L’employeur peut se tromper, de bonne foi !

L’employeur peut se tromper, de bonne foi !

Published on : 16/10/2018 16 October Oct 10 2018

La Cour de cassation avait déjà jugé que le choix de la mesure de réorganisation fait par l’employeur pour sauvegarder la compétitivité de l’entreprise relevait de son seul pouvoir souverain, le juge, saisi d’une contestation du bien-fondé du licenciement pour motif économique prononcé par la suite, ne pouvant en aucun cas contrôler la pertinence de ce choix (voir Cass. Ass. Plén. 8 décembre 2000, n°97-44219 ; Cass. Soc. 3 octobre 2001, n°00-15267 ; Cass. Soc. 8 juillet 2009, n°08-40046 ; Cass. Soc. 24 mars 2010 n° 09-40444 ; Cass. Soc. 29 février 2012 n° 10-26185).

La Cour de cassation s’est également prononcée sur la portée des décisions de l’employeur quand celles-ci ont pu concourir à la dégradation de la situation de l’entreprise, énonçant que l’erreur éventuellement commise par l’employeur dans l’appréciation du risque inhérent à tout choix de gestion n’est pas de nature à priver le licenciement pour motif économique de cause réelle et sérieuse (Cass. soc. 22 septembre 2011, n° 10-16171).

La haute Cour va désormais plus loin en énonçant explicitement que les décisions de gestion du chef d’entreprise, « quand bien-même elles auraient pu aggraver les difficultés économiques de l’entreprise », ne caractérisent nullement un manquement de sa part à l’exécution de bonne foi du contrat de travail (Cass. Soc. 24 mai 2018, n° de pourvoi 16-18307).

Dans l’affaire dont la Cour de cassation a eu à trancher, plusieurs salariés, licenciés pour motif économique, avaient saisi la juridiction prud’homale pour obtenir des dommages et intérêts pour licenciement sans cause réelle et sérieuse, faillite frauduleuse et exécution déloyale de leur contrat de travail.
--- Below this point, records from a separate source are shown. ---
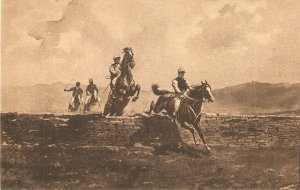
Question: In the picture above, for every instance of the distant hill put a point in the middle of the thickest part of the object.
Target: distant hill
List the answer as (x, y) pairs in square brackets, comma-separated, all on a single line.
[(247, 98)]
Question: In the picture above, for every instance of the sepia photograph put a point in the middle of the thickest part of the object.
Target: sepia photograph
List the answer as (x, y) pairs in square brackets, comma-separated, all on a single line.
[(150, 94)]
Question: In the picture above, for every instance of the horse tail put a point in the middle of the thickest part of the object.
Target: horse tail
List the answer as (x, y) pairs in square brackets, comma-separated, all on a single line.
[(157, 91)]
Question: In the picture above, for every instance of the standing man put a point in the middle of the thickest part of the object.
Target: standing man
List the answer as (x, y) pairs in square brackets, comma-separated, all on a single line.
[(115, 73), (91, 92), (180, 85), (77, 93)]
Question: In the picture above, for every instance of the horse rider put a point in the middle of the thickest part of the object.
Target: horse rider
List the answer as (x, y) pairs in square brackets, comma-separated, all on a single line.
[(91, 90), (180, 85), (77, 93), (115, 73)]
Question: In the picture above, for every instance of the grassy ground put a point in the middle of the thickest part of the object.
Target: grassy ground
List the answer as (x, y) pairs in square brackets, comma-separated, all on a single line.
[(65, 167)]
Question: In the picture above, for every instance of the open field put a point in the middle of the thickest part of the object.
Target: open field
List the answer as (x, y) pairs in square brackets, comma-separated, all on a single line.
[(65, 162), (67, 167)]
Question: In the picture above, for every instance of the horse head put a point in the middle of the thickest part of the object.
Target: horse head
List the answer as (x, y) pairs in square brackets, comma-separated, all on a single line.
[(202, 92), (128, 60)]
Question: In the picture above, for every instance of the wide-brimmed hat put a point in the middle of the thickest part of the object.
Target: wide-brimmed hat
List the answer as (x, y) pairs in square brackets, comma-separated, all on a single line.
[(181, 70), (116, 57), (126, 49)]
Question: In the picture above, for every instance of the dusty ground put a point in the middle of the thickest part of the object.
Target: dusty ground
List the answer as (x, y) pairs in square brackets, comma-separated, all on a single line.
[(65, 167)]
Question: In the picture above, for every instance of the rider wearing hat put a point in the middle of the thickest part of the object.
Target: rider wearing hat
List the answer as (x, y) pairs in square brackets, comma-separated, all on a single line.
[(180, 85), (115, 73), (77, 93)]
Ils reprochaient notamment à leur employeur, à l’encontre duquel une procédure de liquidation judiciaire avait par la suite été ouverte, d’avoir cédé ses plus importantes filiales à bas prix dans lesquelles des salariés licenciés auraient pu être reclassés, et d’avoir engagé, alors que la société était en difficulté, d’importantes dépenses de fonctionnement notamment pour la rémunération des dirigeants et même, pour certaines, sans justification précise.

La cour d’appel de Versailles, même si elle avait rejeté les accusations de faillite frauduleuse, avait considéré que le comportement de l’employeur avait contribué à aggraver la situation économique de l’entreprise et fait perdre aux salariés une chance de préserver leur emploi ou de bénéficier d’un reclassement dans les sociétés cédées, et avait fixé en conséquence au passif de la liquidation judiciaire de la société des condamnations à des dommages et intérêts pour exécution déloyale des contrats de travail.
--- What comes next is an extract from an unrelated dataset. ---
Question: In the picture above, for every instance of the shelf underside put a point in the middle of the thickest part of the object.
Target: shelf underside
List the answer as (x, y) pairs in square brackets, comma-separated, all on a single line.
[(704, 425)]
La Cour de cassation casse l’arrêt de la cour d’appel en décidant que « les décisions de gestion du chef d’entreprise, quand bien-même elles auraient pu aggraver les difficultés économiques de l’entreprise, n’étaient pas de nature à caractériser un manquement à l’exécution de bonne foi du contrat de travail ».

Une telle décision ne signifie toutefois pas que la liberté de l’employeur est sans limite ; ainsi, même si ce dernier est en principe souverain dans ses choix de gestion, il doit se garder de tout abus.

En effet, une faute intentionnelle ou d’une particulière gravité qui serait commise par le dirigeant dans la gestion de la société serait de nature à rendre sans cause réelle et sérieuse le licenciement pour motif économique prononcé, quand bien même la réalité des difficultés de l’entreprise ne fait aucun doute.

Il convient à cet égard de distinguer la simple erreur qui pourrait être faite, de bonne foi, par l’employeur de la faute d’une particulière gravité, constitutive d’une légèreté blâmable (voire d’une fraude), qui est caractérisée par un acte anormal de gestion, que les juges du fond apprécient au cas par cas (recrutement d’un salarié à une période où des difficultés existaient déjà dans l’entreprise, Cass. soc. 26 février 1992, n°90-40364 ; carence fautive de l’employeur qui n’a pas mis en place les actions nécessaires en dépit d’alertes ; etc..).

Préconisation : en cas de doute sur l’opportunité d’une décision de gestion alors que l’entreprise est déjà fragilisée, nous vous invitons à consulter votre conseil habituel.